Categories
World

Re-opening without controlling the virus is a recipe for disaster: WHO chief

“If countries are serious about opening, they must be serious about supressing transmission and saving lives,” WHO chief says.

Dr. Tedros Adhanom, the Director General of World Health Organisation (WHO) fully supports the efforts to reopen economies and societies but opening up without any control is a recipe for disaster.

“We want to see children returning to school and people returning to the workplace, but we want to see it done safely. At the same time, no country can just pretend that the pandemic is over. The reality is that this coronavirus spreads easily, it can be fatal to people of all ages and most people remain susceptible,” WHO Director General said.

“Eight months into the pandemic, we understand that people are tired and yearn to get on with their lives. We understand that countries want to get their societies and economies going again. That’s what WHO wants too. Stay-at-home orders and other restrictions are something that some countries felt they needed to do to take pressure off their health systems. But they have taken a heavy toll on livelihoods, economies and mental health,” Dr. Tedros added.




“This may seem like an impossible balance, but it’s not. It can be done and it has been done. But it can only be done if countries are in control of the transmission. The more control countries have over the virus, the more they can open up.”

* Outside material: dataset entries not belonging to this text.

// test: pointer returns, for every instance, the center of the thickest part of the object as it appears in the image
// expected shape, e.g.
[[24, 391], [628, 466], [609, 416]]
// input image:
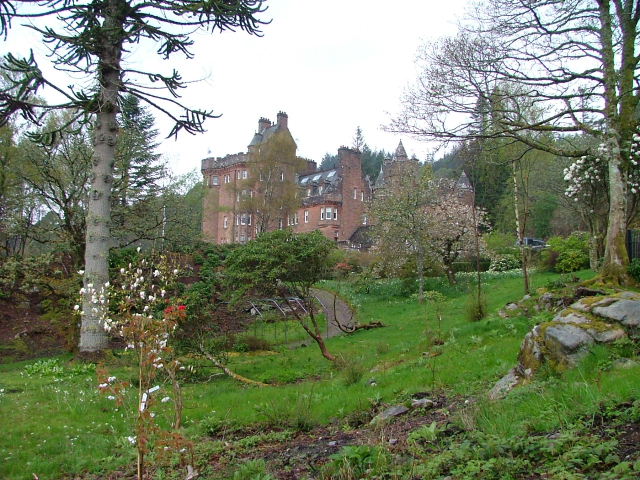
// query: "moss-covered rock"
[[566, 339]]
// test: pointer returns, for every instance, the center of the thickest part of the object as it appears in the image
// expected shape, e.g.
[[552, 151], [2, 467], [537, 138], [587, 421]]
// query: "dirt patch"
[[23, 334], [304, 454]]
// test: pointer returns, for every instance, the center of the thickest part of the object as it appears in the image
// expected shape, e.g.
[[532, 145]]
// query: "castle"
[[250, 192], [269, 187]]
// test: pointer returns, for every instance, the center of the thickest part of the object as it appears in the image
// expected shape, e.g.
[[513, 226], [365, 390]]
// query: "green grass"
[[55, 425]]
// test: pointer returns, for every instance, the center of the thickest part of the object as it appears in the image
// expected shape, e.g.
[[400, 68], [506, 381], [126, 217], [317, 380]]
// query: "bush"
[[253, 470], [499, 243], [504, 263], [476, 309], [249, 343], [568, 254], [353, 371], [634, 269]]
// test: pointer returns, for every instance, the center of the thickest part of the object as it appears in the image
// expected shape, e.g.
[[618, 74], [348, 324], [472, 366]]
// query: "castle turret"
[[283, 120], [263, 124]]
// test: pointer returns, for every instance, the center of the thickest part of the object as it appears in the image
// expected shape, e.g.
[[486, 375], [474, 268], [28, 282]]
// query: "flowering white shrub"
[[144, 316]]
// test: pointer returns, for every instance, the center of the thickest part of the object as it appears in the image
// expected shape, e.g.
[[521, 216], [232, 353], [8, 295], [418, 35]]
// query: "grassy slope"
[[57, 424]]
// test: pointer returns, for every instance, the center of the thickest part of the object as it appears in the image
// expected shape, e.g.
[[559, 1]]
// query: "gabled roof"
[[317, 178]]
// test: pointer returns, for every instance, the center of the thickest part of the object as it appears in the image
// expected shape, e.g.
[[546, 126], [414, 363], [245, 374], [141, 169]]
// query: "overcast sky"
[[331, 66]]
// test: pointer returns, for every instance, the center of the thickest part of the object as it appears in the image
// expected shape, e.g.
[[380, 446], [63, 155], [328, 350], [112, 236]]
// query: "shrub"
[[476, 308], [355, 462], [568, 254], [249, 343], [253, 470], [503, 263], [353, 371], [634, 269], [499, 243]]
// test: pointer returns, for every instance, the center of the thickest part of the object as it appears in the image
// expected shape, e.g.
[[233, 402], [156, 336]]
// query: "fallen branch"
[[365, 326], [228, 371]]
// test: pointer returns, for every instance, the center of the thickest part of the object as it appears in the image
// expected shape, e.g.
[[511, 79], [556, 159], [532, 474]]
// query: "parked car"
[[533, 243]]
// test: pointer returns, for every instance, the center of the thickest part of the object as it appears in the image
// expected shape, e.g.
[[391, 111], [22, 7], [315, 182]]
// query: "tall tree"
[[11, 191], [575, 60], [271, 191], [91, 38], [57, 174], [402, 220]]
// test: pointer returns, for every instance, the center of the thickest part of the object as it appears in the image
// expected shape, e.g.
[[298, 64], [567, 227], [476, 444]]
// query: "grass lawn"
[[54, 422]]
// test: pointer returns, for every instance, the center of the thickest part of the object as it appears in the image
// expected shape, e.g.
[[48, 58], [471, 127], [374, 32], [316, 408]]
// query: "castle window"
[[327, 213]]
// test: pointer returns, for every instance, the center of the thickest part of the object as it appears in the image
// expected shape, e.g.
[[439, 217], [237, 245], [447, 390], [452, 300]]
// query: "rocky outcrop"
[[565, 340]]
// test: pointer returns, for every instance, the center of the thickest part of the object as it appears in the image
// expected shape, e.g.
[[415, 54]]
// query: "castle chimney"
[[283, 120], [263, 124]]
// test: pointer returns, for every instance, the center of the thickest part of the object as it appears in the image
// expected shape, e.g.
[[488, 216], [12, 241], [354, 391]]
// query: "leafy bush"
[[476, 308], [568, 254], [355, 462], [353, 371], [634, 269], [253, 470], [52, 367], [499, 243], [503, 263]]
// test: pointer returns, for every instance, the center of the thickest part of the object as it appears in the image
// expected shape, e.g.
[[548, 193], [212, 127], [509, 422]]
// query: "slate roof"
[[318, 178], [226, 161]]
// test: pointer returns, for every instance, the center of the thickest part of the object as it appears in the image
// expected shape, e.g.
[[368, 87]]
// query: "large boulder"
[[565, 340]]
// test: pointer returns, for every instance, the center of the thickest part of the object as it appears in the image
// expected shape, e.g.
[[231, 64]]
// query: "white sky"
[[331, 65]]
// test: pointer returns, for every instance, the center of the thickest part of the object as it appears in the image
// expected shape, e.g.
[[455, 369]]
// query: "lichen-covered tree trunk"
[[93, 337], [619, 110], [616, 258]]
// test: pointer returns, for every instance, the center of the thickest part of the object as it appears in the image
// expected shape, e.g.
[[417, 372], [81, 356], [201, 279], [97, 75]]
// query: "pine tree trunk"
[[93, 337]]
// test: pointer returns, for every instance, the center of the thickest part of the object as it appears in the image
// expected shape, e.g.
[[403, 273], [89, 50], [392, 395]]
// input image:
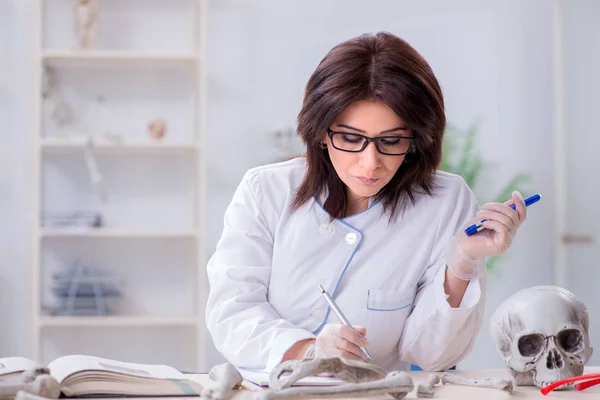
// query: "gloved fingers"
[[520, 207], [497, 216], [503, 238], [353, 335], [350, 350], [504, 209], [496, 226]]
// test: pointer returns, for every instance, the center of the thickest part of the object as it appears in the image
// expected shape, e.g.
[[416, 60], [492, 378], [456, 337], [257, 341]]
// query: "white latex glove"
[[501, 225], [337, 340]]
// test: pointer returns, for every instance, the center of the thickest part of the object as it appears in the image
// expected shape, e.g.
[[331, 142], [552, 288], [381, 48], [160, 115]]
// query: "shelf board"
[[116, 56], [115, 233], [65, 144], [115, 321]]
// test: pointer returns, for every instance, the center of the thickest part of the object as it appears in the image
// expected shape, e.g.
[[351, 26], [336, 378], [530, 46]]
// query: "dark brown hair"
[[380, 67]]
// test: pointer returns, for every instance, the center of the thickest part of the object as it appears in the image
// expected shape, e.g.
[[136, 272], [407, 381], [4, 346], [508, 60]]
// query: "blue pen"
[[473, 229]]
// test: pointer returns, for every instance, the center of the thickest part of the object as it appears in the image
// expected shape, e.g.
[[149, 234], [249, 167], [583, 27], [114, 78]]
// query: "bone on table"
[[346, 370], [36, 381], [425, 390], [227, 378], [396, 384], [487, 382]]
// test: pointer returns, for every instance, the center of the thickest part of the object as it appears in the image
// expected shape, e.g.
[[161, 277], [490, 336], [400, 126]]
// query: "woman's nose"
[[370, 158]]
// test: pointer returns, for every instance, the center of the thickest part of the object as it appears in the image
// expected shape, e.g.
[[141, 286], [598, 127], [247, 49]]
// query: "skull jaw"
[[545, 377]]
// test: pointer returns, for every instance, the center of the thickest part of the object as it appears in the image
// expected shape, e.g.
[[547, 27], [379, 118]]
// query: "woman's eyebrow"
[[400, 128]]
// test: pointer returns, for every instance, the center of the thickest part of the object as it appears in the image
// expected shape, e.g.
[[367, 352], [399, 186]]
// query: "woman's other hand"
[[337, 340], [501, 225]]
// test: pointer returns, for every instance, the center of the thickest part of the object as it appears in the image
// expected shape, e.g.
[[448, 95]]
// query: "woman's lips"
[[368, 181]]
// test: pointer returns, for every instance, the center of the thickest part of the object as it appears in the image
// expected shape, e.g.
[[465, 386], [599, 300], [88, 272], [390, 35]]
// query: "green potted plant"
[[461, 157]]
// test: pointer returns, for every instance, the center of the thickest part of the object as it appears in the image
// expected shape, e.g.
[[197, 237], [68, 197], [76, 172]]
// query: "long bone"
[[486, 382]]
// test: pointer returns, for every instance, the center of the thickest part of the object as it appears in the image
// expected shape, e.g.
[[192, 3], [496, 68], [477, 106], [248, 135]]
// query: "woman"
[[366, 215]]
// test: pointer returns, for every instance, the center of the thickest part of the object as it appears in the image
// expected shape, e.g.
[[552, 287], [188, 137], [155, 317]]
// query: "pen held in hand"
[[473, 229], [341, 316]]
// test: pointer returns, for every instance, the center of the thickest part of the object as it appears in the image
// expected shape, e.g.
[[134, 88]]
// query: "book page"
[[261, 378], [11, 365], [62, 367]]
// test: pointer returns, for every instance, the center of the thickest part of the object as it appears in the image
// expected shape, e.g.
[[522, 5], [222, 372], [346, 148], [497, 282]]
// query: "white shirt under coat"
[[265, 272]]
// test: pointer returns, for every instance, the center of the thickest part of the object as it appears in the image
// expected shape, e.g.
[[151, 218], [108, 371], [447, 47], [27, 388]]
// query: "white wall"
[[492, 58], [582, 142]]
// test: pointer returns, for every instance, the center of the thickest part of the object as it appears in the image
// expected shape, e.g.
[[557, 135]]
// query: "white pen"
[[341, 316]]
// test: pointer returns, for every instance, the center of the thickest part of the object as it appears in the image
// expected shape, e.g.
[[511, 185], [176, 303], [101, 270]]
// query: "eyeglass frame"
[[368, 140], [589, 380]]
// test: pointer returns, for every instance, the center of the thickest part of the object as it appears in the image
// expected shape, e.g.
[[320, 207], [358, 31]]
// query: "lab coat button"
[[318, 315], [351, 238], [325, 228]]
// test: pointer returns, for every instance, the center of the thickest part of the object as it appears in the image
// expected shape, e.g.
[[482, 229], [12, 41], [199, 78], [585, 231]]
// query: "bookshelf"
[[152, 214]]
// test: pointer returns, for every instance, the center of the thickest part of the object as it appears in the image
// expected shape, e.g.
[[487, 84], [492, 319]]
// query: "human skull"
[[542, 334]]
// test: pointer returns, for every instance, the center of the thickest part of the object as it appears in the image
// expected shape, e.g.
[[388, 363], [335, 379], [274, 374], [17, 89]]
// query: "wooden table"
[[454, 392]]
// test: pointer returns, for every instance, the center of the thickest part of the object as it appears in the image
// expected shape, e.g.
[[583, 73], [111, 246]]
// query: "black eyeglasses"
[[355, 143]]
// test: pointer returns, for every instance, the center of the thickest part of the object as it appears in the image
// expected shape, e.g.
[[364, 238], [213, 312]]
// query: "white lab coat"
[[265, 272]]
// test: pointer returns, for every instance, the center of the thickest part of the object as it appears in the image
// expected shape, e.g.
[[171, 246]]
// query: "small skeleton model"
[[33, 382], [157, 128], [86, 21], [363, 379], [542, 334]]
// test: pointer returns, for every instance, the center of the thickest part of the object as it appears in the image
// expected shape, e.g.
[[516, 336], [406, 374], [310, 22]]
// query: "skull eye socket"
[[570, 340], [531, 345]]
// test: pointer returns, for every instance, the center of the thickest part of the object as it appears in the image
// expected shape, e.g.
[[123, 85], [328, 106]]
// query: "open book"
[[80, 375]]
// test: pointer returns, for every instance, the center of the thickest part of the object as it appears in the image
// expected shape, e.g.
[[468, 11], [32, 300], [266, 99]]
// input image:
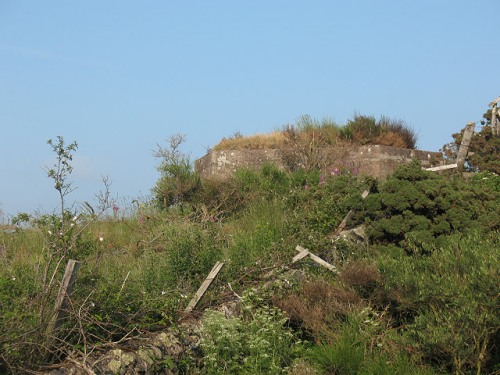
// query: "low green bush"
[[258, 342], [448, 301]]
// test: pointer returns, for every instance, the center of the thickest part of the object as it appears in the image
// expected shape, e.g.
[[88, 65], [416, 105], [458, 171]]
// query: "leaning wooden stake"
[[464, 146], [203, 288], [304, 252], [343, 223], [62, 298]]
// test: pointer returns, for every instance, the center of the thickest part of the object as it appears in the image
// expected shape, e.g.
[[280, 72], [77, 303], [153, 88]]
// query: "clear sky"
[[121, 76]]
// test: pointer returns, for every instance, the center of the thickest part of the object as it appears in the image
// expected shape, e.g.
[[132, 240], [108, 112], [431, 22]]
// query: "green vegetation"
[[419, 296], [308, 132]]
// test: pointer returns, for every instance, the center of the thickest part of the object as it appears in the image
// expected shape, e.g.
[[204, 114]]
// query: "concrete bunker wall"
[[371, 160]]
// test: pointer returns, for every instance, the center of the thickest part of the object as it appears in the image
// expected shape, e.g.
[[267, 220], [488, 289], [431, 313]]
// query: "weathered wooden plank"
[[464, 146], [204, 286], [317, 259], [64, 291], [343, 223], [441, 167], [300, 255]]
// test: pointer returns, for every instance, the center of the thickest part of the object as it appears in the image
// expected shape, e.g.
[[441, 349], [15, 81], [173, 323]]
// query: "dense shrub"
[[414, 208], [448, 301], [259, 342]]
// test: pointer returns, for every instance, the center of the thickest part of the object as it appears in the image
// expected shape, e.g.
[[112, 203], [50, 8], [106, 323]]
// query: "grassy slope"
[[420, 298]]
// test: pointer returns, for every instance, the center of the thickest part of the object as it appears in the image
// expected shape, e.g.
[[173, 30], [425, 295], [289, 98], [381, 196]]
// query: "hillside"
[[417, 293]]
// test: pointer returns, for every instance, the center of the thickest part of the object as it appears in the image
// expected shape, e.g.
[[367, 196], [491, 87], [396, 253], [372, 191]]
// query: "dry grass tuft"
[[253, 142]]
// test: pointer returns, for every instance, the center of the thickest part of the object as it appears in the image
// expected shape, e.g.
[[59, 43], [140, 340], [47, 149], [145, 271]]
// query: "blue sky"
[[121, 76]]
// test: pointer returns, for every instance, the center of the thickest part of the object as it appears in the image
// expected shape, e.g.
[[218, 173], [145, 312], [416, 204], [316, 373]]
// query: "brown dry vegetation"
[[360, 130], [253, 142]]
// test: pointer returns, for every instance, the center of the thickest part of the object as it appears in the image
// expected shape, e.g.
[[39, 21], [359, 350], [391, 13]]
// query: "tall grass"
[[359, 130]]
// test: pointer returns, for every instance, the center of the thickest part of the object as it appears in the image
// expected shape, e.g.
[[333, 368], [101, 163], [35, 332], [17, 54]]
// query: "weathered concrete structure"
[[371, 160]]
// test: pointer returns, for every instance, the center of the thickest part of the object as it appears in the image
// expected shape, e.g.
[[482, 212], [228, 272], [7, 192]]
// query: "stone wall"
[[371, 160]]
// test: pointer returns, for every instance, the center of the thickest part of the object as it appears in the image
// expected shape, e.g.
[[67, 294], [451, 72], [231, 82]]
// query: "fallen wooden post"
[[300, 255], [343, 223], [442, 167], [304, 252], [204, 286]]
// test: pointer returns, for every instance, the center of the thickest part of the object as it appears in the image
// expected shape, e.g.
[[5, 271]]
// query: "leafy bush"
[[449, 300], [178, 181], [256, 343], [414, 208]]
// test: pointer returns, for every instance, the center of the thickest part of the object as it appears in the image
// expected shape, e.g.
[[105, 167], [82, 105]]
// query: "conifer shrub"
[[414, 208], [447, 301]]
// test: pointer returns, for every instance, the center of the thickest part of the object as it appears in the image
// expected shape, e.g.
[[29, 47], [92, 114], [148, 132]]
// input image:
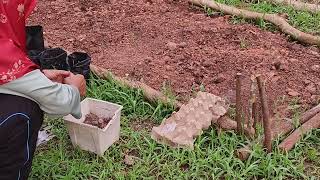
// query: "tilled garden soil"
[[159, 41]]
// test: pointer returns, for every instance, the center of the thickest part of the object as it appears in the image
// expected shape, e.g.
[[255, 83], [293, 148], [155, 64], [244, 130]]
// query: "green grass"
[[212, 157], [303, 20]]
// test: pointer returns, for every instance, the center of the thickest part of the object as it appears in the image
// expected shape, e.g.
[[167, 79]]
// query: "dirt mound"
[[157, 41]]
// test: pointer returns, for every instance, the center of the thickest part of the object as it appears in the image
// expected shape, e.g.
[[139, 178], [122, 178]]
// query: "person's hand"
[[56, 75], [78, 81]]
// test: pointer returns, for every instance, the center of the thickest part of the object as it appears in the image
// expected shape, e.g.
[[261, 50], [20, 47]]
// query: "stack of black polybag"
[[55, 58]]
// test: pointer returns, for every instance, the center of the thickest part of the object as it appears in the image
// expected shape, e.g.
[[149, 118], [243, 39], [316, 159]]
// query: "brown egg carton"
[[181, 129]]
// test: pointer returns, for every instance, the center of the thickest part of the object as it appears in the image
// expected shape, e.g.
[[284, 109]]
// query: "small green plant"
[[212, 157]]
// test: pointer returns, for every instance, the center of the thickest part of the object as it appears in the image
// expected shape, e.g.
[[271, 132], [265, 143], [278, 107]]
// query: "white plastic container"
[[92, 138]]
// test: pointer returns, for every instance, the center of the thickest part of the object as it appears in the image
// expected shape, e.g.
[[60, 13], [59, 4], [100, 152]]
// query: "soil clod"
[[94, 120]]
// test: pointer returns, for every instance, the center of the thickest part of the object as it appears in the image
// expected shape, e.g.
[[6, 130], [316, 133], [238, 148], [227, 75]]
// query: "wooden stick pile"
[[310, 120]]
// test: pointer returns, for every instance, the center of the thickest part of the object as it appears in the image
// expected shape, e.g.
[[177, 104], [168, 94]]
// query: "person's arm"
[[53, 98]]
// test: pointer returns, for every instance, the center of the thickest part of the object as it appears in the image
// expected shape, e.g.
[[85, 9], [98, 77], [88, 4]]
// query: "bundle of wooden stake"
[[310, 120]]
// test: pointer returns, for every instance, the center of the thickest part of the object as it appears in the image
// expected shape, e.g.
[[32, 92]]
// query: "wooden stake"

However, he clearly warned that opening up without having control is a recipe for disaster.

Tedros said, “It’s not ‘one size fits all’, it’s not ‘all or nothing’. We believe there are four essential things that all countries, communities and individuals must focus on to take control. First, prevent amplifying events. Covid-19 spreads very efficiently among clusters of people.”



WHO has said that many countries has seen explosive outbreaks linked to gatherings of people at stadiums, nightclubs, places of worship and in other crowded places.

Countries or communities experiencing significant community transmission may need to postpone events for a short time to reduce transmission.